Бабушка до сих пор уговаривает меня жениться и даже присоветывает кого-нибудь из деревенских женщин в невесты. Только какой из меня жених. Я – не Васька Шишкин. Голова лысая, во рту два зуба, а главное нет у меня, и судя по всему, уже не будет никогда постоянного заработка. Кто мою семью кормить станет? Вернее возьмется умная женщина под старость лет кормить чужого мужика. Да еще с писательскими странностями? Конечно, нет. Зачем ей пустая обуза.
В ответ на добро я стараюсь помогать старикам. Воду вожу из колодца, дрова колю, которые Коков соседям привозит. Зимой снег от дома отгребу. Особенно, когда много его нападает. Во время субботников, что ежемесячно проводит активистка Алка, скашиваю возле дома Чуркиных лопухи. Так что вместе нам не совсем скучно. Теплее, увереннее.
Но есть другая беда у Марии Антоновны, в которой ни кто уже никогда ей не поможет. Костылик бабушки, уже как полтора года, разлучил ее с подружкой детства Марией Ивановной Власенко. Не могут они добрести друг к другу в гости. Вот ведь как жизнь карты сложила. Вместе пацанками бегали в юбках землей испачканных, в школу в один класс пошли, в один год в колхозе стали работать доярками. Тогда модно было в передовых ходить, обе лучшими считались.
- Мы с ней года четыре ездили по путевкам как передовики, – вспоминает она, - Мария и в Москве была как лучшая, и на Байкал ездила, и в газете про нее сколько раз писали. И про меня тоже. Специально корреспондент приезжал, лысый такой, с фотоаппаратом.
- Доездились, до красовались, - щурится в улыбке Чуркин, - обе легли, обезножили как кони в голодный год. Надо было силы –то в молодости беречь.
- Как не ляжешь, - вздохнула Антоновна, - работа такая была. От дойки до молоканки метров сто, вот мы с ней флягу под ручки и бегом. А в ней с молоком пятьдесят килограммов и только моих нужно было пять фляг перетаскать и у Марии столько же.
Антоновна с виноватой улыбкой глядит на меня, дескать, ничего случайного в наших болезнях нет.
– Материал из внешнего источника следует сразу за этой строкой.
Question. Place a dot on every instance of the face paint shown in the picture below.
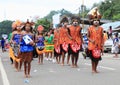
(96, 22)
(75, 23)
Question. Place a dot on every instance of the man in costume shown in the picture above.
(95, 45)
(76, 41)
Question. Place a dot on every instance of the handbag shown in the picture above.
(96, 53)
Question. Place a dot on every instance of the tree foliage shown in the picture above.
(110, 9)
(5, 27)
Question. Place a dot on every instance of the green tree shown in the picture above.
(44, 22)
(5, 27)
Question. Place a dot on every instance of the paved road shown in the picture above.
(53, 74)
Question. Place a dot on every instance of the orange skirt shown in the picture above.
(40, 52)
(11, 54)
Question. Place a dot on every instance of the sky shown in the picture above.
(31, 9)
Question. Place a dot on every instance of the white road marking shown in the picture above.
(108, 68)
(3, 73)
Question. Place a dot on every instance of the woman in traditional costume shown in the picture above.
(26, 48)
(57, 51)
(15, 42)
(95, 45)
(64, 39)
(40, 46)
(76, 42)
(49, 47)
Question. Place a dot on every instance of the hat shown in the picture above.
(40, 28)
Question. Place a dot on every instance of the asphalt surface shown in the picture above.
(53, 74)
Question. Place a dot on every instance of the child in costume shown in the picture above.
(40, 46)
(26, 48)
(15, 43)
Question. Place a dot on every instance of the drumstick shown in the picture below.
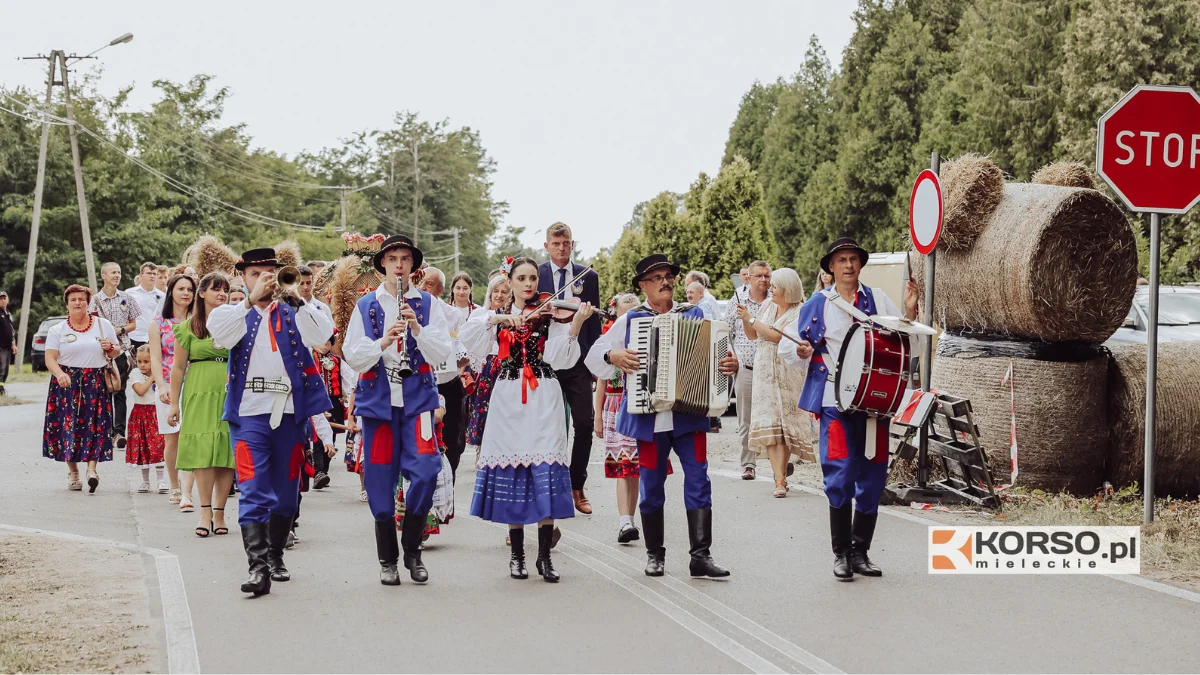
(799, 342)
- И так два раза в день. – рассказывает она неторопливо, словно самой себе, - посчитай, сколько за тридцать пять лет работы дояркой я молока на плечи брала. Если и было здоровье, ушло оно с этими флягами. Унесло молока силу. А может и не молоко виноваты, годы всех под одну гребенку стригут.
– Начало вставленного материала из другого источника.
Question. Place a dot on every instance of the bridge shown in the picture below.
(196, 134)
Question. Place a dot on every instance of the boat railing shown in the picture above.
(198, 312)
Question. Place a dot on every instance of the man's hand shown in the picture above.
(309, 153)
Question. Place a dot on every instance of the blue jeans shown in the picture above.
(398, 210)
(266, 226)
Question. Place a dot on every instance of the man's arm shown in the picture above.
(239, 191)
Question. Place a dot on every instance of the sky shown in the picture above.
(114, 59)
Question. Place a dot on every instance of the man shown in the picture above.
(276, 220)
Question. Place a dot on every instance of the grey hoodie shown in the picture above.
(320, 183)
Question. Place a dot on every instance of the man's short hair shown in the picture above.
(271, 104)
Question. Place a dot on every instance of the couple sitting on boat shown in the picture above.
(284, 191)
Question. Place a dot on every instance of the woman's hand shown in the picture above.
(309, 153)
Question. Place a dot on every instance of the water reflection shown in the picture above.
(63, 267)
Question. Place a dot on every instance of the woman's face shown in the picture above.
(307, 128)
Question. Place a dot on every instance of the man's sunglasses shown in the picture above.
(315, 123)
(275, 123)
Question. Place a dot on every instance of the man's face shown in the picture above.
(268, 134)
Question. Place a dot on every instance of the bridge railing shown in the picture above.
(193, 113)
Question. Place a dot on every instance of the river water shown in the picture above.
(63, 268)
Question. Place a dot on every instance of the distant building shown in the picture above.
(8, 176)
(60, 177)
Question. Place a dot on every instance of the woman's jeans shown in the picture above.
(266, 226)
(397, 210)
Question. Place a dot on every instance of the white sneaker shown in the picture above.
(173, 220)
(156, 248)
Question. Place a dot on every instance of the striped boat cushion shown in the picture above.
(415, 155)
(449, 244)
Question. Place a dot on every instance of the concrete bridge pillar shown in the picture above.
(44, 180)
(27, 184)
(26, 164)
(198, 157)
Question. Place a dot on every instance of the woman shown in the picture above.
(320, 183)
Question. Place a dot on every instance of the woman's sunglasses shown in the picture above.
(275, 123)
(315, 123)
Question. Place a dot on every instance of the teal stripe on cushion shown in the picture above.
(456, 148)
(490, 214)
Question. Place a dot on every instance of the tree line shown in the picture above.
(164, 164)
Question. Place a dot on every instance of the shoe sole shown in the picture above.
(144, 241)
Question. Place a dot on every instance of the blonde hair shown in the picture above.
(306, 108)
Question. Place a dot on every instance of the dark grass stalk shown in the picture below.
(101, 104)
- Есть бабы, которые намного больше тебя надаивали и носили, значит, больше, – не унимается Чуркин. В последнее время это у него такие шутки стали, пытать на всяких мелочах жену.
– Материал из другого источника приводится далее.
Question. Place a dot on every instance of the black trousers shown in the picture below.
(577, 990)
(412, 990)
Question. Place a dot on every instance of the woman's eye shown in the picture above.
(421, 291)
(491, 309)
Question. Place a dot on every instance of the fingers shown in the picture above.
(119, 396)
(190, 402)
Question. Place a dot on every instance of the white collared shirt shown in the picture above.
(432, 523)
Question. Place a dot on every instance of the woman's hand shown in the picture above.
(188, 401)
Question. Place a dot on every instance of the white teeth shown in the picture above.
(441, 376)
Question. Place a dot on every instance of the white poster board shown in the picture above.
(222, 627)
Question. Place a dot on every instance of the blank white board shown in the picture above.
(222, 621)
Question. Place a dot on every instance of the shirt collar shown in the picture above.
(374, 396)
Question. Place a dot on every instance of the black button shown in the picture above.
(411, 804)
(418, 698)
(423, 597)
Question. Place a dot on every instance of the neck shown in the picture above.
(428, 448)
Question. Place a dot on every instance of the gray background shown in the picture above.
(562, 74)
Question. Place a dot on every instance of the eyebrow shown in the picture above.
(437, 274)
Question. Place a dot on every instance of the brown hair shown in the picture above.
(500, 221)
- Есть, а у меня от той натруды до сих пор с рук мозоли не сошли.
Так до пенсии и пронянчили подружки фляги с молоком. Ушла сила, не в раз, постепенно, но слабость свою и зависимость бабушки почувствовали. За порог шагнуть опасно. На крыльцо еще выкинешься, а обратно едва хватит духу вернуться. Короткие теперь у них путешествия. Но лучшего годы не обещают и Мария Антоновна относится к этому как к неизбежности. Она редко жалуется на свою немочь, а вот без подружки тоскует. Ходит конечно, к Прыське в гости, и Прыська к ней, но тянет на нижнюю улицу, к Власенко. С Марией Ивановной редко встречаются.
За долгое время все с подружкой Власенко говорено и на сто раз переговорено, а еще что-то сказать хочется. Посмотреть друг на дружку, улыбнуться. Им в радость просто посидеть и помолчать, чувствуя рядом самого желанного человека.
- Тут наука проста, - рассказывает Мария Антоновна, - человек сердцем живет. Поговорю я с Марией и на душе легче, и старость сама куда-то отодвигается. А теперь вот не складываются наши разговоры. Без Марии мне и днем темно. Да и ей также.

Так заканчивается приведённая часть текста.